News aggregator

Building a news aggregator

Posted by ikouchiha47 on January 11, 2024 · 21 mins read

News Aggregator: Fetching and Unifying News from Different Sources

The task at hand was to create a service that aggregates news from different sources. Rather than making individual HTTP requests for each news provider, we opted for a more scalable and configurable approach. The solution involves using a YAML configuration file to specify different news sources, their endpoints, parameters, and the transformation rules for unifying the data.

YAML Configuration

The YAML configuration file outlines the news sources, their URLs, HTTP methods, parameters, and the rules for extracting relevant information.

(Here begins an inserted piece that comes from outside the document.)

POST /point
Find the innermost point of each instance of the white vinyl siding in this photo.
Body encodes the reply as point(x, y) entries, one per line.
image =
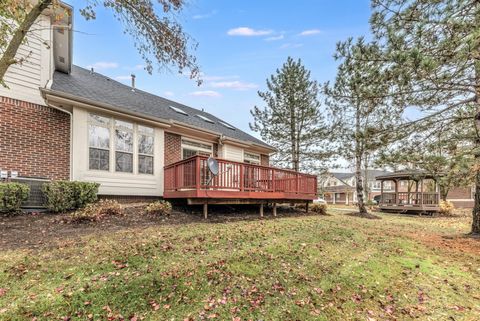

Let’s break down the key components:

news:
  sources:
    - url: "https://api.marketaux.com/v1/news/all"
      method: get
      limit: 10
      params:
        api_token: 
        countries: in
        filter_entities: true
        limit: 10
        language: en
      iterator: data
      fields:
        - key: author
          value: 'MarketAux'
          static: true
        - key: provider
          value: data.#.source
          iter: true
          modifier: "split(.) |> first |> lower |> title"
          datatype: string
        - key: title
          value: data.#.title
          iter: true
        - key: description
          value: data.#.description
          iter: true
        - key: url
          value: data.#.url
          iter: true
        - key: image_url
          value: data.#.image_url
          iter: true
        - key: content
          value: data.#.description
          iter: true
        - key: published_at
          value: data.#.published_at
          iter: true

    - url: "https://newsapi.org/v2/everything"
      limit: 20
      params:
        apiKey: 
        sources: "the-hindu,the-times-of-india"
        q: bank
      iterator: articles
      fields:
        # ... (fields configuration)

The configuration allows for multiple news sources, each with its own set of parameters and transformation rules.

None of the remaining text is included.